Marc Rittle once pretended he was homeless.
It was Thanksgiving weekend in the ‘90s, and the National Coalition for the Homeless walked him through what it is like to live on the streets of Wichita, Kansas. Rittle recalls walking behind an alley and witnessing someone residing in a Saran-wrapped house between two dumpsters.
“It was a pretty interesting experience,” Rittle said. “But it did open my eyes as to what a homeless person goes through.”
Rittle, the executive director of New Bethany Ministries, has always made it his duty to help people in poverty and those who live “paycheck to paycheck.” He puts others before himself, listens closely to clients and co-workers, provides new ideas and goes above and beyond to ensure that he is directly involved in Bethlehem.

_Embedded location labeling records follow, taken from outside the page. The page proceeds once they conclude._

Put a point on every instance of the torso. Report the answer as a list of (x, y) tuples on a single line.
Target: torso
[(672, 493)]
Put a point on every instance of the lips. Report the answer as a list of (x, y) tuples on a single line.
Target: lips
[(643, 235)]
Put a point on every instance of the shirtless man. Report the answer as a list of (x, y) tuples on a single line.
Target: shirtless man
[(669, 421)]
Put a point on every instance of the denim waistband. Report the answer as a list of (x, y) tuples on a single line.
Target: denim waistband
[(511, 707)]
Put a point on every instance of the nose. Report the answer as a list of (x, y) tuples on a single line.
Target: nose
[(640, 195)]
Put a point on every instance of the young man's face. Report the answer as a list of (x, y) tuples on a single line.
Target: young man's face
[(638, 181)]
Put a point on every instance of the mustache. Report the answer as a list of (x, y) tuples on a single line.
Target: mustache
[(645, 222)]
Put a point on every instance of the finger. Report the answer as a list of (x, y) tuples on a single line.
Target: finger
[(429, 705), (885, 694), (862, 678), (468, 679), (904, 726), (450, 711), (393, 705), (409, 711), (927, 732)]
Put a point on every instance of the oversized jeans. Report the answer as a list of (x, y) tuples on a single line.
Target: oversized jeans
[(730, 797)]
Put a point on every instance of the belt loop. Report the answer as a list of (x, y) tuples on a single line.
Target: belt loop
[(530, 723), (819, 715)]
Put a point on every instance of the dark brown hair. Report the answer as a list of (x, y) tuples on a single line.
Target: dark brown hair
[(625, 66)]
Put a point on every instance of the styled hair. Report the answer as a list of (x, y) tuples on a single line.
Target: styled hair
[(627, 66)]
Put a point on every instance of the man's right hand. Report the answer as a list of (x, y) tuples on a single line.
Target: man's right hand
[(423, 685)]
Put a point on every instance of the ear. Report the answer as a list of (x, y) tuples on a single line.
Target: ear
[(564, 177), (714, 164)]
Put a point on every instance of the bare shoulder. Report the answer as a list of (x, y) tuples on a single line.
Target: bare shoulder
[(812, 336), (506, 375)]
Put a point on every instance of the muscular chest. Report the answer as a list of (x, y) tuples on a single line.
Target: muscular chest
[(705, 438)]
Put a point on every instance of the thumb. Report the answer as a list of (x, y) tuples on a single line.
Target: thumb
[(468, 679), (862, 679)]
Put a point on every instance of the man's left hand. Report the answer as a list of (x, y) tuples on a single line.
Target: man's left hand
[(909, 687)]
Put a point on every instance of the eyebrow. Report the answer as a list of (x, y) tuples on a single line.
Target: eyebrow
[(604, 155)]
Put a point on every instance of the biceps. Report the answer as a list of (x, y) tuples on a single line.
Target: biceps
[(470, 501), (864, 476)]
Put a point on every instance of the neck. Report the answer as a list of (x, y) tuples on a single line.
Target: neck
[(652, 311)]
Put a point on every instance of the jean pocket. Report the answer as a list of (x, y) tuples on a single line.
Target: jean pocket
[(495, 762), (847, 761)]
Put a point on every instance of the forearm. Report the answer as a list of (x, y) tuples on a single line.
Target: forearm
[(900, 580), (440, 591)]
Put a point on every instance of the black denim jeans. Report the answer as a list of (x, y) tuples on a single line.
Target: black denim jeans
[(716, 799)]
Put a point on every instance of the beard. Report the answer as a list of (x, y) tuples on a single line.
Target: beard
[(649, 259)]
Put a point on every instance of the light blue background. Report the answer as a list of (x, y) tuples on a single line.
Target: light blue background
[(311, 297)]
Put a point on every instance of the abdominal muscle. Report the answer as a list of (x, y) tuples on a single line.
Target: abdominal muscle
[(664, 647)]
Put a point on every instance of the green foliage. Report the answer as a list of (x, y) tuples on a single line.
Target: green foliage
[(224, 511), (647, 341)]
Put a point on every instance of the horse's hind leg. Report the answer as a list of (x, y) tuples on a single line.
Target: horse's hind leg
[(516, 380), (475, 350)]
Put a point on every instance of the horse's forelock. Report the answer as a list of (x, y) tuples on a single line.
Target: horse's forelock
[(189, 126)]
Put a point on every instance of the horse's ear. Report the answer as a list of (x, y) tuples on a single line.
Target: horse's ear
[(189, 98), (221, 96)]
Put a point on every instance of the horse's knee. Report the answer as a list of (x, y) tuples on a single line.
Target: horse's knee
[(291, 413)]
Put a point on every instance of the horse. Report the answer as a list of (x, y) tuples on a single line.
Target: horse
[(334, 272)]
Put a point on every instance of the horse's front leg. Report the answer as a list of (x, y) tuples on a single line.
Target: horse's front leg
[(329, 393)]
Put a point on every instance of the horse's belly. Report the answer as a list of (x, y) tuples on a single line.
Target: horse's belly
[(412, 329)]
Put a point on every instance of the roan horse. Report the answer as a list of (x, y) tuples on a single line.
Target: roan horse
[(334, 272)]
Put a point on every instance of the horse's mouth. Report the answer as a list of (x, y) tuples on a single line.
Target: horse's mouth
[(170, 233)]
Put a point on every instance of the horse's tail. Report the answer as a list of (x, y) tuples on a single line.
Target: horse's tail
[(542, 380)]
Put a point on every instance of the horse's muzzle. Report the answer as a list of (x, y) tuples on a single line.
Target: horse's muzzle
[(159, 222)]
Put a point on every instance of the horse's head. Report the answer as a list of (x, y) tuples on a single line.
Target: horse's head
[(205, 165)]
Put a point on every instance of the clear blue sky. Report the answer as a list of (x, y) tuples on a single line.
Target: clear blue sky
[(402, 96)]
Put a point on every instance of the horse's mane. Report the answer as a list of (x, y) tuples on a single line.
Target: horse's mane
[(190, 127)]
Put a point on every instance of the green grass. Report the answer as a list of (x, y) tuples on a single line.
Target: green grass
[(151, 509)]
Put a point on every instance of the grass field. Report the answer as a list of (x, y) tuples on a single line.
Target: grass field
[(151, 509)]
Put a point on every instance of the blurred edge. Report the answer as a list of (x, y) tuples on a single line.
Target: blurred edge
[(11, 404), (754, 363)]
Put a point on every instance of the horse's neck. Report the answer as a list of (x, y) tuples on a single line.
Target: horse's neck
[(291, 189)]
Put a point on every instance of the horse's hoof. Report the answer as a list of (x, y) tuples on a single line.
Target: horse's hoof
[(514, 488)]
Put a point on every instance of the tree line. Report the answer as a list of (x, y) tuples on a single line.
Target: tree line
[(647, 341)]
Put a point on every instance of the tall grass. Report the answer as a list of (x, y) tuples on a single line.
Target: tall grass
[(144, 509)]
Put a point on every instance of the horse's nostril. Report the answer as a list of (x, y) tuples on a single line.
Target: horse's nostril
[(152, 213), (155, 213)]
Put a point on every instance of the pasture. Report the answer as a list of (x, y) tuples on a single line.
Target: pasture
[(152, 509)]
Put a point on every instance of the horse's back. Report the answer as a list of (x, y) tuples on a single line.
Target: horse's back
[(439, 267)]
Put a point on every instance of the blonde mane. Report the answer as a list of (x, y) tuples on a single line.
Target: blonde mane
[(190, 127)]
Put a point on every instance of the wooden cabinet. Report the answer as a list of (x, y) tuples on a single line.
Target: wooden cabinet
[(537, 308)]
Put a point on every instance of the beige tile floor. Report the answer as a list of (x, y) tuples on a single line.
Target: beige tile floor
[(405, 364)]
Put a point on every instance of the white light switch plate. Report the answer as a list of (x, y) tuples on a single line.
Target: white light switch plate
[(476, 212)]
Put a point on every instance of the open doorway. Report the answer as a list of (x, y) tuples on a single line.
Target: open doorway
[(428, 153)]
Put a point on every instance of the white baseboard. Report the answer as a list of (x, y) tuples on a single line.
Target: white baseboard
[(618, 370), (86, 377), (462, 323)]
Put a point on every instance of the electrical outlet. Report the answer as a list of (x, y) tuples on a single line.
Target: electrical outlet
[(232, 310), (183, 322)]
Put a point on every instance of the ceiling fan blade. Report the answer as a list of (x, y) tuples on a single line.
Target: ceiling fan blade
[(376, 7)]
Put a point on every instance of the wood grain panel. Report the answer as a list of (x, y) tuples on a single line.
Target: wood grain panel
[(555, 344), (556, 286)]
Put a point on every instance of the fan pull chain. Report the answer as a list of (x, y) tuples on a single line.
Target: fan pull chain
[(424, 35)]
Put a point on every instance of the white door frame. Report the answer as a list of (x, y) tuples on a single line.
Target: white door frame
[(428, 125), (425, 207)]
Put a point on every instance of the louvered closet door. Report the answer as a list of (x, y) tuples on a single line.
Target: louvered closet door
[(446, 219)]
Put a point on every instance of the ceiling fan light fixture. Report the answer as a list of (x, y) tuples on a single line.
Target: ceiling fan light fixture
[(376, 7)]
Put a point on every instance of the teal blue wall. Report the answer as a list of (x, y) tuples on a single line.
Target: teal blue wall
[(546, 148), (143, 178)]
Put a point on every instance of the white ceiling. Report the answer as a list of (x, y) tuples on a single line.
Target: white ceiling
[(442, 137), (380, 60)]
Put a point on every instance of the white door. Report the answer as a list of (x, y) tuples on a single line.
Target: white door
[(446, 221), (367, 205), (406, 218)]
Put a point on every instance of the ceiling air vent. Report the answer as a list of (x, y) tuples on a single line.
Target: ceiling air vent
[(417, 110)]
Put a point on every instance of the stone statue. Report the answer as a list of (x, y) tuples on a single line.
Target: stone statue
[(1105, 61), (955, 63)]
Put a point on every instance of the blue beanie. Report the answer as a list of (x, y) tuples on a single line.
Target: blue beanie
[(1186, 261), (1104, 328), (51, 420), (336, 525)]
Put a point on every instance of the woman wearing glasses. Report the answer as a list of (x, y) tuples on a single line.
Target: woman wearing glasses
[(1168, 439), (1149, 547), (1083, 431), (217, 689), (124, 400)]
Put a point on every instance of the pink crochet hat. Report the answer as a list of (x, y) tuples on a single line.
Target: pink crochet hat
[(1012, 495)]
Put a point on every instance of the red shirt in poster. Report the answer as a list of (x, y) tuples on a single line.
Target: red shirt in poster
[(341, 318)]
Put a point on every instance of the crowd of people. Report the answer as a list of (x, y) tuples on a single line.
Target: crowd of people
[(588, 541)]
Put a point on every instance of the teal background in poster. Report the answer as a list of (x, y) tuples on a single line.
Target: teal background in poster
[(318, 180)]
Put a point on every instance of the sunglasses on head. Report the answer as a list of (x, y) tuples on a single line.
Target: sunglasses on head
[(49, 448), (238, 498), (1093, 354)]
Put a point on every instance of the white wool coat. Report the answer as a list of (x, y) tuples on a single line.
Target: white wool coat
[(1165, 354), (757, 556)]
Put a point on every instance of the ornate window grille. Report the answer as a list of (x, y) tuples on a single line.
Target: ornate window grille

He has that mindset of giving back to those in need.
Kim Schaffer, executive director of Community Bike Works, said Rittle is dedicated to the community and is willing to do anything to solve a problem.
She said he’s a generous person and his impact is centered around bringing people together. He is willing to work in partnerships in “really some out-of-the-box ways,” Schaffer said.
She said a good executive director is fantastic at making sure their organization is strong internally, while ensuring that the nonprofit meets the needs of the community externally.
“Marc understands and knows how to really balance those two,” Schaffer said.
Rittle was born in Lebanon, Pennsylvania, but moved to Oswego, Illinois, with his family when he was in fourth grade. His father was the pastor of a Protestant church, and spending most of his time in the church helped him identify his values and goals.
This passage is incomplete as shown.